Postby Geist13 » Mon May 07, 2012 12:52 pm

frank galvin wrote:Doesn't 102(b)(7) allow for the elimination of the duty of care? This is significant because if Caremark was brought under the DOC it could be protected, but since Caremark now resides in the DOL and Good Faith territory, it cannot be limited by 102(b)(7). I think that was part of Ritter's motivation, to take Caremark out of the auspices of limited DOC.


As I was taught it, yes it allows corporations to eliminate the duty of care. HOWEVER, one of the exceptions is "good faith." And there is some question of what this reference to "good faith" means. My professor has indicated that it should be read in light of the the Van Gorkam & Gagliaridi expressions of the business judgment rule, both of which explicitly reference good faith. So if you're in the duty of care area, and you somehow manage to rebut the BJR's presumption of good faith (which you won't be able to do, but you might as well give it the old college try), you get around the business judgment rule AND 102b7 prevents the company from eliminating "acts and omissions not in good faith." Basically, then, if you're dealing with duty of care, ALWAYS plead that the act amounts to bad faith. If you don't 102(b)(7) is going to fuck you in the unlikely event that you can get around the BJR because you haven't plead a violation that the company can't simply eliminate liability for.

Caution: I'm not expecting to do well in this class, so maybe this is all a big joke.

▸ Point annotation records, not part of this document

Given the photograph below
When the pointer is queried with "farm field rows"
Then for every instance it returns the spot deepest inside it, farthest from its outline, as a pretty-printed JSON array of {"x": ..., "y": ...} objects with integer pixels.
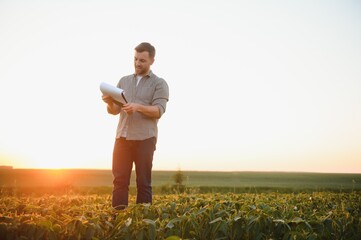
[{"x": 318, "y": 215}]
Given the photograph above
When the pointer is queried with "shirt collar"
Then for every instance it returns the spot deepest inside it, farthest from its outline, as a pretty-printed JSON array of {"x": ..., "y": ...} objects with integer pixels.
[{"x": 150, "y": 74}]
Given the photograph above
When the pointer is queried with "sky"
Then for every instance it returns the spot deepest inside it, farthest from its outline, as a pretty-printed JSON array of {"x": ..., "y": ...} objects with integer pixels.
[{"x": 254, "y": 85}]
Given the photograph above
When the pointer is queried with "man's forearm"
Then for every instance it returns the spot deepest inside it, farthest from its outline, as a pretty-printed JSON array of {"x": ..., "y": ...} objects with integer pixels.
[
  {"x": 113, "y": 109},
  {"x": 149, "y": 111}
]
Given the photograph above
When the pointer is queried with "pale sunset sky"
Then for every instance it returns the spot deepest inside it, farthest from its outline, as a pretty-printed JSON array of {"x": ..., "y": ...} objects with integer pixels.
[{"x": 254, "y": 85}]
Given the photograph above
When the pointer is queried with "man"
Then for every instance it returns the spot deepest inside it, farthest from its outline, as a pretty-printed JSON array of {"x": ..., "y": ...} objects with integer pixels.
[{"x": 147, "y": 96}]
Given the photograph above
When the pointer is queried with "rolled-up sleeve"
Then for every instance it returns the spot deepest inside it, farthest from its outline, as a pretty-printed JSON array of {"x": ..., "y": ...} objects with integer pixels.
[{"x": 161, "y": 96}]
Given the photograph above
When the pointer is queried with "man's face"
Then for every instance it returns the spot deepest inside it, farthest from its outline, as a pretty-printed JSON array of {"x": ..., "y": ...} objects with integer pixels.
[{"x": 142, "y": 62}]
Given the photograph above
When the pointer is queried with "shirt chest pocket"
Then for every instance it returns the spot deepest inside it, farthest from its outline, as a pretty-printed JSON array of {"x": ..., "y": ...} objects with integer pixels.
[{"x": 146, "y": 94}]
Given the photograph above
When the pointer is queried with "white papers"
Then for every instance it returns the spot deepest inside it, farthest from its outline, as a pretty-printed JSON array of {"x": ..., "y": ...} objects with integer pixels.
[{"x": 116, "y": 93}]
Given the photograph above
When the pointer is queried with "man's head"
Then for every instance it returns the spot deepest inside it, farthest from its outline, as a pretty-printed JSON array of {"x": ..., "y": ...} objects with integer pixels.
[{"x": 143, "y": 58}]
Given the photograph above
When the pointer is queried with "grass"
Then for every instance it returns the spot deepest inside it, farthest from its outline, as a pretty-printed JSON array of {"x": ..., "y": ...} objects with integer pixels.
[{"x": 26, "y": 180}]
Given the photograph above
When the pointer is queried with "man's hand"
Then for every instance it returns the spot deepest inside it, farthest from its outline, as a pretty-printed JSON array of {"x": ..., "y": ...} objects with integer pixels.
[
  {"x": 107, "y": 99},
  {"x": 130, "y": 108}
]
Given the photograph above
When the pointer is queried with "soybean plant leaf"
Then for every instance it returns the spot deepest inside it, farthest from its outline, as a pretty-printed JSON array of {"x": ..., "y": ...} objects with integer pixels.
[
  {"x": 149, "y": 221},
  {"x": 128, "y": 222},
  {"x": 216, "y": 220},
  {"x": 170, "y": 225},
  {"x": 297, "y": 220}
]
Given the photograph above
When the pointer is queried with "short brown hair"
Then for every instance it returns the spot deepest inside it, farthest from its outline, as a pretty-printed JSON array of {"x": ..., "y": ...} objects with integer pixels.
[{"x": 144, "y": 46}]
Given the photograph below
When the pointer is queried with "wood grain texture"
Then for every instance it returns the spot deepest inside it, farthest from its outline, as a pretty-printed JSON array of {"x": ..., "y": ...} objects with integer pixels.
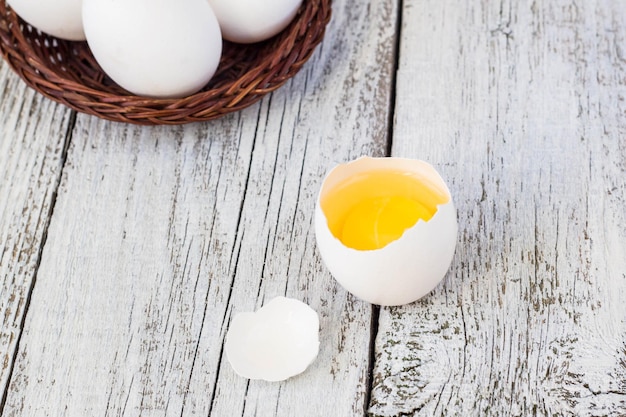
[
  {"x": 32, "y": 140},
  {"x": 160, "y": 235},
  {"x": 521, "y": 106}
]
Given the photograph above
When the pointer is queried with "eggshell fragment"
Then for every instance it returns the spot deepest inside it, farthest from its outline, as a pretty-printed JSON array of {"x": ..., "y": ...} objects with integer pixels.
[
  {"x": 278, "y": 341},
  {"x": 249, "y": 21},
  {"x": 59, "y": 18},
  {"x": 404, "y": 270}
]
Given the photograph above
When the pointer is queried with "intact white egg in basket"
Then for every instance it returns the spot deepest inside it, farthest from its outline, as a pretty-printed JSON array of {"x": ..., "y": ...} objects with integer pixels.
[
  {"x": 154, "y": 48},
  {"x": 249, "y": 21},
  {"x": 386, "y": 228}
]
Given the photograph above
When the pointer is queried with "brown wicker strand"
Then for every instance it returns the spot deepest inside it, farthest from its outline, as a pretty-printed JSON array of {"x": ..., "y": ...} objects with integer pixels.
[{"x": 67, "y": 72}]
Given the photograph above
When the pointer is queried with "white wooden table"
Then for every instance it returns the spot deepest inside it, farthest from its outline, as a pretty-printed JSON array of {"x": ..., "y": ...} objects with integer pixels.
[{"x": 125, "y": 251}]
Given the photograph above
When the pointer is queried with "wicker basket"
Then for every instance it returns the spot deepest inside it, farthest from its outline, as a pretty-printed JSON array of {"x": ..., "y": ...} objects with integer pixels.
[{"x": 66, "y": 71}]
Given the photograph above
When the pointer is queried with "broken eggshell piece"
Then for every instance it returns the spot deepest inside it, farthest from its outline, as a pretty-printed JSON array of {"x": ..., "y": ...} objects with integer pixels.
[
  {"x": 278, "y": 341},
  {"x": 407, "y": 266}
]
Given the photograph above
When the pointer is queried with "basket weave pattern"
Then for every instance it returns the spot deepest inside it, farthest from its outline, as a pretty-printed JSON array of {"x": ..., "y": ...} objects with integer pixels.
[{"x": 67, "y": 72}]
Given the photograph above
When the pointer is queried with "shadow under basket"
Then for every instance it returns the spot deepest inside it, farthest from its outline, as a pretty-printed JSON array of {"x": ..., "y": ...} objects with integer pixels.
[{"x": 67, "y": 72}]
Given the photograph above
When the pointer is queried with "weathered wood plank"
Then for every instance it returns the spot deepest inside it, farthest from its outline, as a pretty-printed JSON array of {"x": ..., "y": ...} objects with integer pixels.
[
  {"x": 521, "y": 105},
  {"x": 32, "y": 140},
  {"x": 160, "y": 235}
]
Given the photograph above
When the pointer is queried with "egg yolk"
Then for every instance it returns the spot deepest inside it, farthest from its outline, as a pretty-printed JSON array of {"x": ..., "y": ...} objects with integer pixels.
[{"x": 372, "y": 209}]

edit: think about this this way. If "good faith" were just caremark and duty of loyalty, then 102(b)(7) would be explicitly redundant. It is limited by duty of loyalty and good faith separately. If good faith is just always duty of loyalty, it would be superfluous. Moreover, 102(b)(7), and its references to duty of loyalty, good faith, and "knowing violations of the law" seems to be expressly invoking the three categories of good faith violations that the court examines in ritter. Remember in Ritter they identify three kinds of good faith : knowing violation, grossly negligent, OR recklessness and they go on to hold that the Recklessness kind is situated squarely within the duty of loyalty as a caremark violation.